Football: Big Ten Championship appearance a major boost for Northwestern’s brand, recruiting appeal
November 30, 2018
Football
When coach Pat Fitzgerald met Jared McGee on a recruiting visit in Fall 2013, he wasn’t exactly a celebrity at the now-senior safety’s suburban Dallas high school.
“I didn’t really know a whole lot about Northwestern until they came to my school and spoke with me,” McGee said this week. “I was like, ‘Yeah, Northwestern — what conference is that in?’”
Just five years later, the Wildcats’ name recognition has increased tremendously, in no small part because of two 10-win seasons during McGee’s tenure in Evanston. But Saturday’s Big Ten Championship in Indianapolis may well be the program’s biggest game since Fitzgerald himself was a player.
It’s hard to imagine a football player anywhere not knowing NU’s conference affiliation after this contest, and that will have implications well beyond the field in Lucas Oil Stadium itself.

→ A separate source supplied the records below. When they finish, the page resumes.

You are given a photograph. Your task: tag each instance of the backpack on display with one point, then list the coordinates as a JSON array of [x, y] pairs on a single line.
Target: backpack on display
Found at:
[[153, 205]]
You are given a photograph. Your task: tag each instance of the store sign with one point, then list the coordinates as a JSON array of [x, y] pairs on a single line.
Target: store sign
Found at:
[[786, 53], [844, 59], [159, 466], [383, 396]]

Connor Foster, a three-star offensive lineman from Ohio, committed to NU in April before the Cats even began their dream 2018 campaign — though he insists he “already knew they were going to have a good season.” But now that his future team is playing his hometown Ohio State team for the Big Ten title, he’s expecting his recruiting class to grow sizably.

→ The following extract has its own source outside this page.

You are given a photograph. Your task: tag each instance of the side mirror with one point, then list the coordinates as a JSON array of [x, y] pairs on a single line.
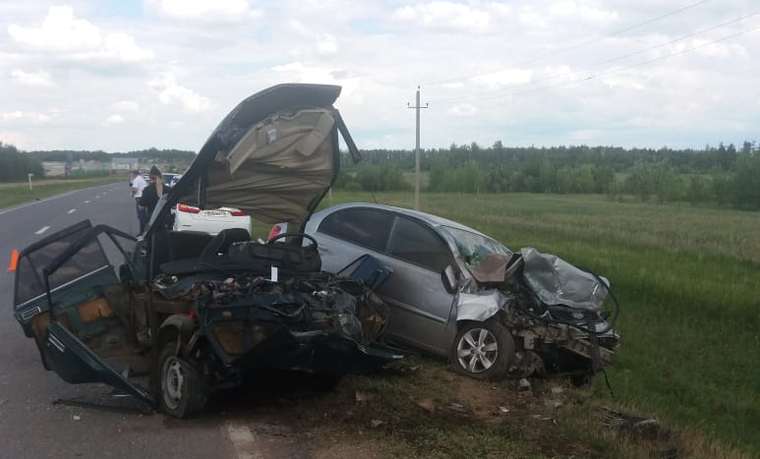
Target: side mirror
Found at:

“I feel like some other recruits will see their success and want to hop on board and try to make it even better next year,” Foster said.
Last year’s equivalent contest between Ohio State and Wisconsin, held annually in primetime, attracted 12.9 million viewers on Fox. The 2016 championship matching Wisconsin against Penn State averaged 9.2 million viewers.
Even if this year’s game doesn’t prove to be quite as nationally anticipated, it should still expose an unprecedentedly large audience to the NU brand. The Cats’ most-watched game this season, a September battle against Michigan, averaged only 3.6 million viewers. Even the 2013 regular season game against Ohio State, which was hyped up by a College GameDay appearance and aired in primetime on ABC, drew a substantially smaller audience of 7.4 million.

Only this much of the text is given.